Setelah makan malam, Rin dan Neko langsung ke kamar mereka masing-masing. Ya, untuk belajar ataupun tidur.
Sementara itu, Papa Rin berada dalam kondisi yang sangat kacau. Ia merasa bersalah karena telah membohongi anaknya sendiri, sekaligus anak orang yang telah ia anggap sebagai anaknya sendiri.
"Sudahlah, Pa. Tidak perlu dipikirkan. Yang terpenting, Papa sudah berusaha sebisa yang Papa bisa. Biarkan Tuhan yang menjawab semuanya," ucap Mama Rin yang berusaha menghibur pendamping hidupnya.
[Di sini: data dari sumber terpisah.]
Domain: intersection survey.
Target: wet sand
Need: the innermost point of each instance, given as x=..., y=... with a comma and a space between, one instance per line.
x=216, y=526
"Maaf, aku sangat bersalah pada kalian. Aku membuat kalian kesusahan dalam ekonomi," ucap Papa Rin sembari mengacak rambutnya.
"Sudahlah, Sayang. Tidak masalah. Lagipula, aku masih punya tabungan yang bisa aku gunakan sambil menunggumu mendapatkan kabar baik," ucap Mama Rin sembari mengusap punggung suaminya.
Papa Rin pun menghela nafas, ia menyadari apa yang dikatakan istrinya memanglah benar. Namun, apa gunanya seorang pria jika tidak mampu membahagiakan keluarganya?
"Aku sungguh beruntung memilikimu dan Rin dalam hidupku. Aku berjanji, aku akan segera menemukan pekerjaan dan membuat kalian bahagia lagi," ucap Papa Rin yang membuat istrinya tersenyum.
"Jangan lupa, kita masih punya anak angkat yang harus kita bahagiakan juga," ucap Mama Rin.
"Pasti, Sayang," balas Papa Rin.
Malam ini, berlalu dengan sangat panjang. Banyak masalah yang mereka hadapi. Namun, apakah keluarga ini sanggup menghadapinya?